Final answer:
The angle at which a mass starts sliding off the surface of a sphere occurs when the gravitational force component exceeds the maximum static friction. Using the equation based on the balance of forces, and a coefficient of static friction of 0.55, we can calculate this angle using inverse tan function: θ = tan⁻¹(0.55).
Step-by-step explanation:
The question concerns the condition under which a small mass will begin to slide off the surface of a sphere, given a certain coefficient of static friction. This scenario is a classic problem in physics, specifically, in the study of mechanics and friction.
To determine the angle at which the mass starts sliding, one would typically resolve forces parallel and perpendicular to the surface of the sphere at the point of contact and employ the concept of static friction.
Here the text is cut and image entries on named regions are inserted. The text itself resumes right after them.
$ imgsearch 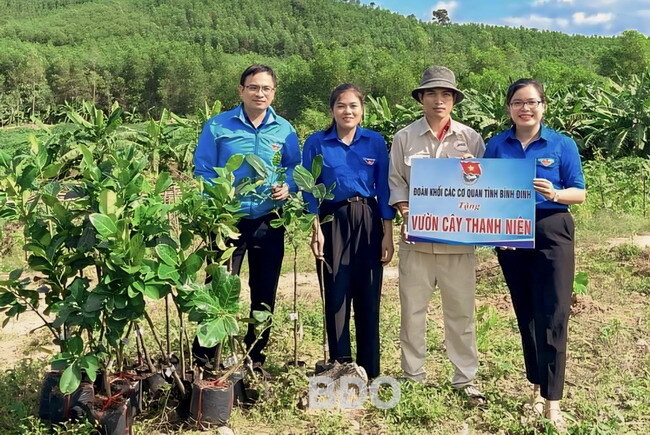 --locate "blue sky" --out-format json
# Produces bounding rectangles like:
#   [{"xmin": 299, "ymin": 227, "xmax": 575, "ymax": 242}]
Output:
[{"xmin": 362, "ymin": 0, "xmax": 650, "ymax": 36}]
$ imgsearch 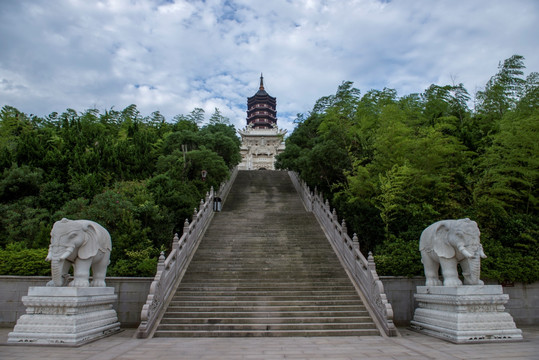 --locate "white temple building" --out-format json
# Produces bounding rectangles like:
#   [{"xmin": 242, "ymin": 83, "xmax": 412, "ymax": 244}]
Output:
[{"xmin": 238, "ymin": 75, "xmax": 286, "ymax": 170}]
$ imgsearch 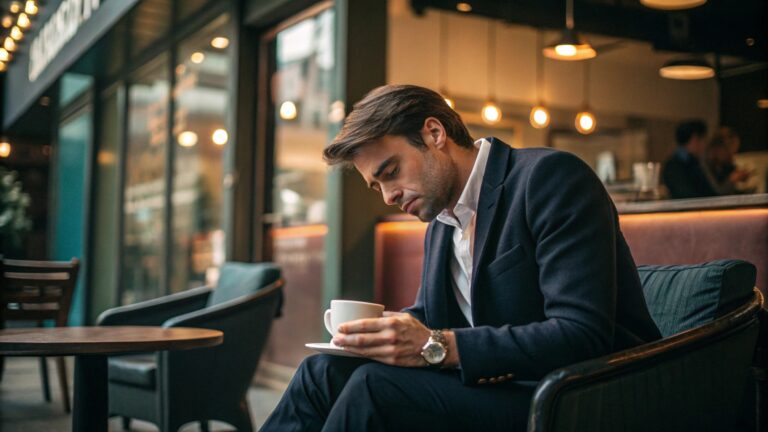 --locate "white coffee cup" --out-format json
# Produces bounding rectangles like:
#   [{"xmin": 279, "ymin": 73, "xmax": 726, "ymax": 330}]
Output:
[{"xmin": 323, "ymin": 300, "xmax": 384, "ymax": 336}]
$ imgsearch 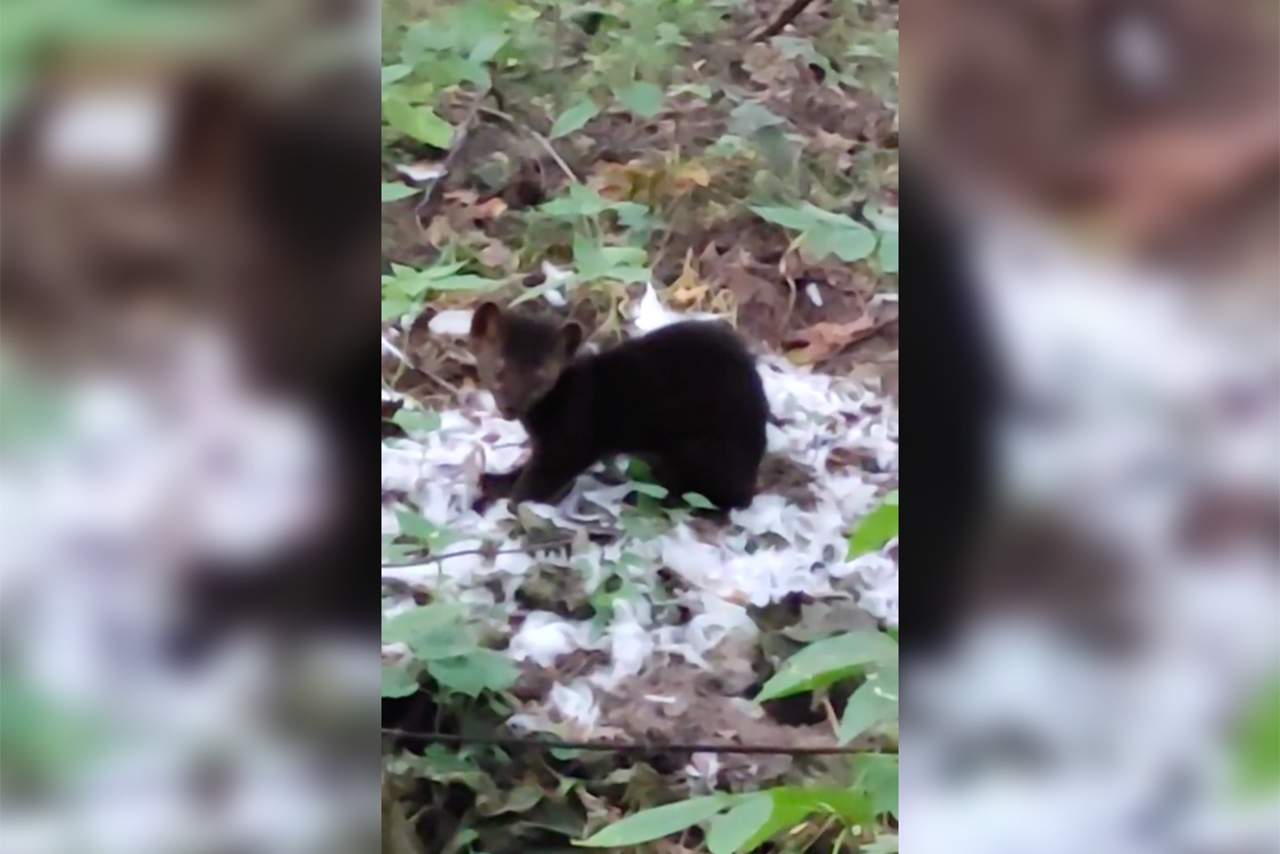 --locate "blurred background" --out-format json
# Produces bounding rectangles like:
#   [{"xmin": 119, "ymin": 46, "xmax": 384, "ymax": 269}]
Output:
[
  {"xmin": 0, "ymin": 0, "xmax": 380, "ymax": 854},
  {"xmin": 0, "ymin": 0, "xmax": 1280, "ymax": 854},
  {"xmin": 900, "ymin": 0, "xmax": 1280, "ymax": 853}
]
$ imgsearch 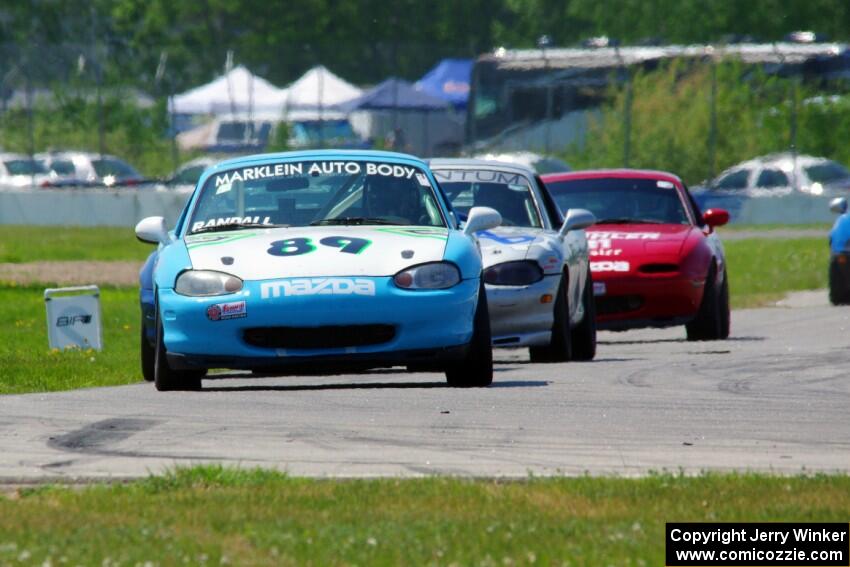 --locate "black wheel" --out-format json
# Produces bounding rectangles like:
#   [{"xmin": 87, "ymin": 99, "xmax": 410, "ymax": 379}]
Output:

For a sphere, a mass will start sliding off when the component of gravitational force along the surface of the sphere exceeds the maximum static frictional force. The condition for the beginning of the slide is when the tangential component of weight equals the static frictional force, i.e., mg sin(θ) = μs mg cos(θ), where m is the mass of the object, θ is the angle of inclination, g is the acceleration due to gravity, and μs is the coefficient of static friction. Simplifying this equation gives tan(θ) = μs, and invoking trigonometric functions to find θ gives θ = tan−1(μs). For a coefficient of static friction of 0.55, the angle θ at which the mass starts sliding is θ = tan−1(0.55).